Kzach said:
Huh?
Nothing in the rules requires you to use the dryads as written in the MM. Write up your own dryads.
You really are missing the point here.
I've bolded the part that's not nothing. That is WORK.
If I am going to have to stat up everything that they decided to change, that's work on my part. Why should I spend money on 4e if it doesn't support the game I want to play?
Nothing stops you from enforcing lawful goodness from paladin players either. Saying, "You must play a paladin as lawful good," does not affect the mechanics of the system in any way, shape, form or otherwise.
I've already covered this one too. I'll be fighting upstream against player expectations, just like I did against "godless clerics and paladins" in 3.0.
Everything you have said so far is unsupported and, in fact, the opposite of what you're saying is supported by the available evidence.
Repeating something false won't make it true.
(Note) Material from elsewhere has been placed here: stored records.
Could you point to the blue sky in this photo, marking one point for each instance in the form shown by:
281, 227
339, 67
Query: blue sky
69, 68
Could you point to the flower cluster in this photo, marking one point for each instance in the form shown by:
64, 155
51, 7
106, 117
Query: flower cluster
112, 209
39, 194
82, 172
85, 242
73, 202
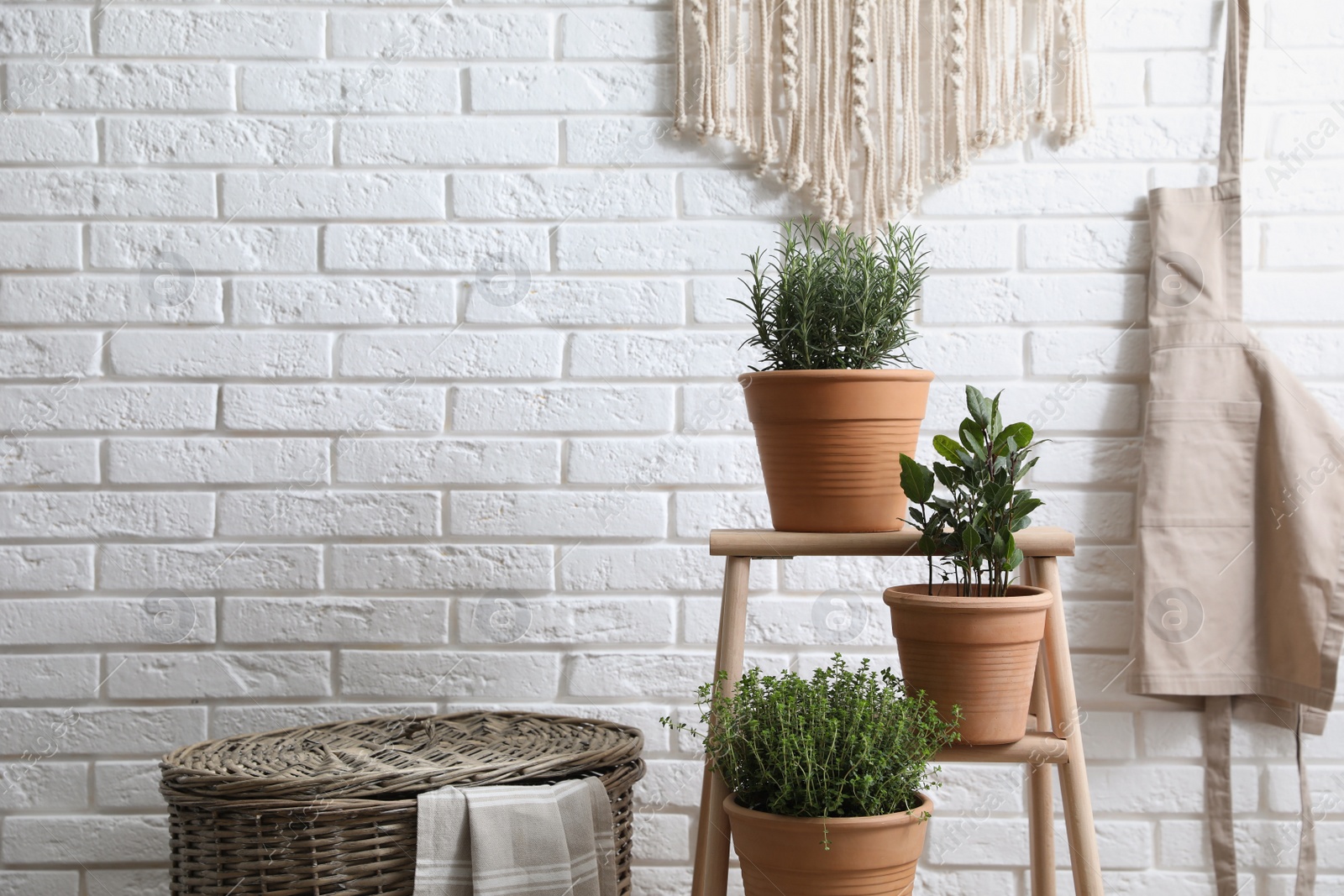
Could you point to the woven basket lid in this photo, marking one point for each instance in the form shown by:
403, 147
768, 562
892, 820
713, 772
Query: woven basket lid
398, 755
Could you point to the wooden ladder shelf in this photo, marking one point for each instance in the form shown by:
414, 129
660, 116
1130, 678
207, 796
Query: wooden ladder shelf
1055, 741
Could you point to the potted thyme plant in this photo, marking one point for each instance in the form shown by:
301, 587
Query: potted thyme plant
972, 638
826, 775
832, 315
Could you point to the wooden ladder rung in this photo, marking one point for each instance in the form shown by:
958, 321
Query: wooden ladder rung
1034, 748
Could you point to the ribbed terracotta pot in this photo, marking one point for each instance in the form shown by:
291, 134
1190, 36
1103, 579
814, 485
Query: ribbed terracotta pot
976, 652
831, 445
783, 856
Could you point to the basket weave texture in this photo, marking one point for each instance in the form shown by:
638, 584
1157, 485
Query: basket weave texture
331, 809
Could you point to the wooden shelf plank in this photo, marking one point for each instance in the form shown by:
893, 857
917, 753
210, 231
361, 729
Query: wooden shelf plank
1037, 542
1034, 748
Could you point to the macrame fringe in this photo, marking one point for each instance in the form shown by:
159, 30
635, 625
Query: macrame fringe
853, 73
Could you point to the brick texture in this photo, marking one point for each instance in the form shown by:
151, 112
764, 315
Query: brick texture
365, 358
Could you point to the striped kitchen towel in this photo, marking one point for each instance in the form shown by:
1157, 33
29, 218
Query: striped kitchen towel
542, 840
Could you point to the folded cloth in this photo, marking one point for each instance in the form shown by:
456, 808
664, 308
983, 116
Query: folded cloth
541, 840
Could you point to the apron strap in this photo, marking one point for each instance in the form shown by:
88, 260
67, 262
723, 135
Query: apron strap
1218, 790
1234, 90
1307, 842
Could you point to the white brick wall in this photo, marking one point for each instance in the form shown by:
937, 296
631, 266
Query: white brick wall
363, 358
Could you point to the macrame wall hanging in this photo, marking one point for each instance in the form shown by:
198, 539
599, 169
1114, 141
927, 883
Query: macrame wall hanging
853, 76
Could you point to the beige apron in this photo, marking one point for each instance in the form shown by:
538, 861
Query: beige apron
1241, 495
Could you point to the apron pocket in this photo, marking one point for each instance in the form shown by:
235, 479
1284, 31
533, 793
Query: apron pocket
1200, 464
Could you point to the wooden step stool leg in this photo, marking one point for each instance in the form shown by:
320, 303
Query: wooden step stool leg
1063, 710
1042, 802
711, 839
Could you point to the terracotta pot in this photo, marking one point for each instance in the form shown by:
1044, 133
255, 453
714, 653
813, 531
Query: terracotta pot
831, 445
976, 652
783, 856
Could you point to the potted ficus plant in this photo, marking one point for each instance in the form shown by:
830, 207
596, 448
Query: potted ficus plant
972, 637
837, 402
826, 777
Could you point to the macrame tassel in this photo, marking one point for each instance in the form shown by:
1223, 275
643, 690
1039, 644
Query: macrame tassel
958, 81
1045, 63
1077, 97
860, 53
795, 168
937, 93
769, 154
679, 102
911, 186
699, 19
851, 78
Saying I can do it myself, or work to extract a race from the book is not "supported". That's work I have to do myself. Those are distinct states of being; your suggestions to the contrary are meaningless spin.
"The planes don't use the Great Wheel cosmology," which can be entirely circumvented in any way you choose without any effect on the mechanics whatsoever.
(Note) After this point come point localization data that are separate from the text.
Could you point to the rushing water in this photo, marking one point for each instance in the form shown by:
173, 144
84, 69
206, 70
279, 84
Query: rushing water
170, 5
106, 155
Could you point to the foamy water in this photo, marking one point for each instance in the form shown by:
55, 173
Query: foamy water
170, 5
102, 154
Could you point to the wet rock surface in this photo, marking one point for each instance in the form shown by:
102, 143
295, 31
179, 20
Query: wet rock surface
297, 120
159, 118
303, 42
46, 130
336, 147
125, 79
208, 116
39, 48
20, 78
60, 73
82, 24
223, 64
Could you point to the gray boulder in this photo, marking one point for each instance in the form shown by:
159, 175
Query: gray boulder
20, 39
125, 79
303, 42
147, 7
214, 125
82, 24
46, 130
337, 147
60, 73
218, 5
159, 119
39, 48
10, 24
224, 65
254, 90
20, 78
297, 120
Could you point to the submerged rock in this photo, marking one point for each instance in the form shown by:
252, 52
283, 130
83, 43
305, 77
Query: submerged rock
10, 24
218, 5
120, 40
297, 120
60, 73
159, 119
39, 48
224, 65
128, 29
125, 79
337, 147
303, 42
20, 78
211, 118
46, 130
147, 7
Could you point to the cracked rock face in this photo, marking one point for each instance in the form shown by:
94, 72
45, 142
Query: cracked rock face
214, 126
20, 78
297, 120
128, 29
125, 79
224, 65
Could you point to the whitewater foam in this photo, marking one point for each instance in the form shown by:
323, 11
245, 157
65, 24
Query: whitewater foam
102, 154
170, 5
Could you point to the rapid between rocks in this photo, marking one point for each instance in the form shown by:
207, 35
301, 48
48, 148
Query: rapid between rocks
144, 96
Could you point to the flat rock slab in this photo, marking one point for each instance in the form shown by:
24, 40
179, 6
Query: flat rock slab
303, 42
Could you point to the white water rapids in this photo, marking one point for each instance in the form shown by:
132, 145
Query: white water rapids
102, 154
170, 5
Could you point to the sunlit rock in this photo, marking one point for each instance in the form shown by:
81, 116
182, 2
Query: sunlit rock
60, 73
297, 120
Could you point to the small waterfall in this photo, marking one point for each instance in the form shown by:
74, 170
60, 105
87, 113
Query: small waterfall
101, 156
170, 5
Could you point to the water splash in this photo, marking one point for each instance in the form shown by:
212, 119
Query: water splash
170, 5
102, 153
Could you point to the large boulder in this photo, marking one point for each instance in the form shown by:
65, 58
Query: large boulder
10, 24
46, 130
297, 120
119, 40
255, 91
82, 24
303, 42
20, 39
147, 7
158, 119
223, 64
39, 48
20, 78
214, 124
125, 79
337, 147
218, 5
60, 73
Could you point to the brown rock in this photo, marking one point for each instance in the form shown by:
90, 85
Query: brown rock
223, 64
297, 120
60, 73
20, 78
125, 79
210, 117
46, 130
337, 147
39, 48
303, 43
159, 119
You keep obsessing on "the mechanics don't prevent me" whilst I've dismissed that as the source of my problem in my prior post. It's not the mechanics. Its the mechanical support, the incompatibility with other supplements for the game, and the player expectations. Those are real elements. Those are not "nothing" by any stretch of the imagination.
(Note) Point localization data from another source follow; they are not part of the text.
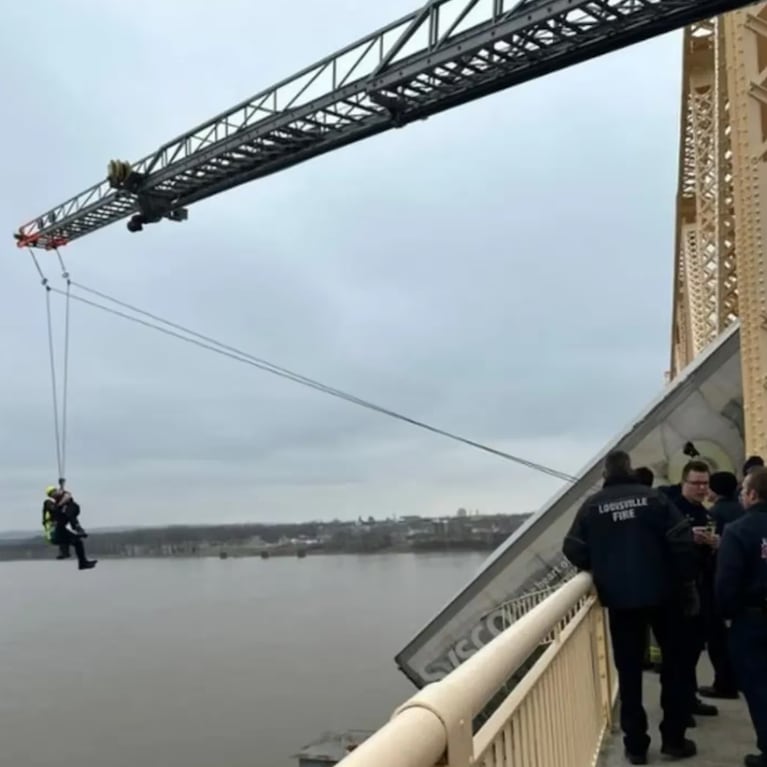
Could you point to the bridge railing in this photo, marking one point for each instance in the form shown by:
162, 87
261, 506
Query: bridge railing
555, 716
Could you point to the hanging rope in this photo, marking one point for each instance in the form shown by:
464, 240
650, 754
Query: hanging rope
210, 344
59, 425
65, 384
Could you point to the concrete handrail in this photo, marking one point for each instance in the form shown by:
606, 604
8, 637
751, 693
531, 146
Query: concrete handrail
438, 719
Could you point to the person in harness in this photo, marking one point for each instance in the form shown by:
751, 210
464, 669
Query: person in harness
60, 512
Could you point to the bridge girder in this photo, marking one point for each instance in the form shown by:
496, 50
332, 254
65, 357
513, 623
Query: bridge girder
720, 273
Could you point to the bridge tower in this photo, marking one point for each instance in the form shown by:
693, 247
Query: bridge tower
720, 270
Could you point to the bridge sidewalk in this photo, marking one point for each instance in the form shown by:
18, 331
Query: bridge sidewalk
722, 741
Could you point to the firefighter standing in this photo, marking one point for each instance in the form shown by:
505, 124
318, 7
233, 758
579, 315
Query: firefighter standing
639, 549
741, 594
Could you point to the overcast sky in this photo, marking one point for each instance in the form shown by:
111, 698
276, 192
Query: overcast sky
502, 271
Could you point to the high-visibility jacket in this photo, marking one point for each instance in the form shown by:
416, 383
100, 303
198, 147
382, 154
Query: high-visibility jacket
51, 516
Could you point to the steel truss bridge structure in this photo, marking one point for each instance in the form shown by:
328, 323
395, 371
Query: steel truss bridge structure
450, 52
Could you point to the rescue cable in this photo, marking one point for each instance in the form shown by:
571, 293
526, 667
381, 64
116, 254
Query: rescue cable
211, 344
59, 424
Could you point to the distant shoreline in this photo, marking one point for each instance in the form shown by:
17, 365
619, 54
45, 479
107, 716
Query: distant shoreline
414, 535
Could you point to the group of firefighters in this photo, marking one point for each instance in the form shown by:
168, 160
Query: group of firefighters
684, 566
61, 526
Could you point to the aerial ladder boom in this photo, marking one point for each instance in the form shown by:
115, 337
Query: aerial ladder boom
446, 53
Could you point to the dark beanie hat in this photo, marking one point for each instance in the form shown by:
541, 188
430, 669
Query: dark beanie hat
723, 483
So far all I'm seeing from your arguments is a, "4e ruins roleplaying!" mentality.
Did I ever say that? No. Again, I'm talking about metasetting elements, not roleplaying. I'm sure I could have wonderful roleplaying sessions involving treants with wooden bewbs, lawful succubi, chaotic paladins, hawt tiefling warlocks, or archons that are jazzed up elementals if that's what I wanted. But I don't. The classic setting elements that have defined D&D from 1e-3e are my raison d'etre for buying any new edition of the D&D game; you don't support that, there is no reason that I should consider 4e over AE or Iron Heroes or Fantasy Hero or Aeternal Legends or Earthdawn or... whatever other fantasy game you care to name.
So, my point has nothing to do with "4e ruins roleplaying." It's awfully convenient to stuff words in the mouth of someone who disagrees with you to set up a strawman, though, isn't it? Is it too inconvenient for you to believe that there's someone whose reasons for not buying into 4e is different that someone you argued with last Tuesday, so you have to rhetorically "squint your eyes" by redefining all objections into the same frothing argument so you can feel so superior in rejecting it?
Or could you accept that I'm not that person damning 4e for roleplaying and admit that I have my own, distinct, entirely valid reasons that 4e is not for me?